British retail sales sank in May, official data showed Thursday, sounding a downbeat note on the Brexit-facing economy ahead of an interest rate decision from the Bank of England.
Sales by volume sank by 0.5 percent from April, when they had dipped by 0.1 percent, the Office for National Statistics said in a statement.
Volumes slid as volatile weather persuaded many Britons to delay the purchase of summer clothing, according to the ONS. The sizeable drop was in line with market expectations.
"The fall on the month was driven mainly by a 4.5-percent fall in clothing sales as unusually warm weather in April was followed by the reverse in May," noted Capital Economics analyst Andrew Wishart.
"That might have put people off from purchasing summer clothes.
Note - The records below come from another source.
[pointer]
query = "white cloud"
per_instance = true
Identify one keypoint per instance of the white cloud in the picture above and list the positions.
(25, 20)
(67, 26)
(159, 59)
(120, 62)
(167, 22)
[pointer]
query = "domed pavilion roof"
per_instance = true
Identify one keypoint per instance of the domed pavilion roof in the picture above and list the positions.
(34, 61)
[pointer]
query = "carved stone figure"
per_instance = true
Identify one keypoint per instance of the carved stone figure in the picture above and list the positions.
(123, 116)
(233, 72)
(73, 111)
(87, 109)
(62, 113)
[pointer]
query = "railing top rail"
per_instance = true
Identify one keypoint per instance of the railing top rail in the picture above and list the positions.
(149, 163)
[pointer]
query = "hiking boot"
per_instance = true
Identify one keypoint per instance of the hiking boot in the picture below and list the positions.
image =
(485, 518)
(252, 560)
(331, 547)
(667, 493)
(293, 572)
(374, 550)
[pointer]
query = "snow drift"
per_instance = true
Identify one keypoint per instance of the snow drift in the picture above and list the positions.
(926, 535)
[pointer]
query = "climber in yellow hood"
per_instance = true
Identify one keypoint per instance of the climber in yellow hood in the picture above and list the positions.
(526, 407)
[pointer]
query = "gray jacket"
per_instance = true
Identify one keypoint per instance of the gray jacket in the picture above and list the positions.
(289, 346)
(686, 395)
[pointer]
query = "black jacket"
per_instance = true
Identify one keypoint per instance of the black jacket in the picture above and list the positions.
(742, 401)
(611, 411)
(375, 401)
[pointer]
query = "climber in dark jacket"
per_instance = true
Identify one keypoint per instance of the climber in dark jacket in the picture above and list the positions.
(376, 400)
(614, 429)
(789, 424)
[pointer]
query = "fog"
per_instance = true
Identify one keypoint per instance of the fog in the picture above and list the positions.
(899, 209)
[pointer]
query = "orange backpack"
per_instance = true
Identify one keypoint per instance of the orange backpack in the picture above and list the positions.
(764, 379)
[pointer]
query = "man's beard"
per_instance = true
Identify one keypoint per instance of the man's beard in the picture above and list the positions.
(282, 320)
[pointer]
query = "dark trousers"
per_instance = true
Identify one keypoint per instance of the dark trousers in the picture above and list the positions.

And with June being particularly wet, a big bounce back seems unlikely."
Later on Thursday, at 1100 GMT, the Bank of England is due to unveil the outcome of its latest monetary policy gathering.
Economists expect the BoE to maintain its key interest rate at 0.75 percent as UK inflation eases and amid ongoing concern over the economic impact of Brexit.
"The BoE (is) expected to keep policy on hold, and since the Brexit situation is still ongoing, the central bank will be restricted in what it can signal, as a lack of political clarity continues," noted CMC Markets analyst David Madden.
The decision comes one day after news that Britain's annual inflation has dipped to the BoE's 2.0-percent target rate.